Photographer Guillaume Binet landed in Aden in late June and spent nearly two weeks taking riveting photos of the besieged city.
"I was there during Ramadan, and there was bombing, shelling and fighting all day," Binet said. "It got particularly worse at 6:30 or 7 p.m. when everyone would leave their houses to break the fast. The Houthis would fire lots of rockets then. Everyone sleeps in the city center to avoid the shelling, but each time a bomb falls, it kills a family.
"The women spend their days looking for food, the men are expected to fight and defend the city. The kids are really just alone in the streets. When they turn 14, the boys are given Kalashnikovs and are expected to fight as well."
The Houthis, backed by Iran, are Shiite Muslims who have long felt marginalized in the majority Sunni country. Many of them are allied with Ali Abdullah Saleh, the former Yemeni President who resigned after protests in 2011.
In 2014, the Houthis captured Sanaa, Yemen's capital, and have since advanced south toward Aden, claiming most of the western part of the country.

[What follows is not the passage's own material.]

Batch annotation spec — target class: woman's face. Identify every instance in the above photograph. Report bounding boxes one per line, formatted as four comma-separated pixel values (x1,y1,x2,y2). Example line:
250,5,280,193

Since March, Aden has been under siege, forcing the current president, Abdu Rabu Mansour Hadi, to flee his palace. Fearing another Shiite-dominated state in the region, Saudi Arabia began airstrikes on the Houthis to restore Hadi to power and fight off what they perceive to be Iranian aggression by proxy. The Southern Resistance, backed by the Saudi-led Arab Coalition, is fighting to hold on to Aden's surrounded city center.
"People in the city center have been shelled for a few months," Binet said. "They live in their apartments, and when the shelling starts they go to the basements. They are used to it.
The women spend their days looking for food, the men are expected to fight and defend the city. The kids are really just alone in the streets.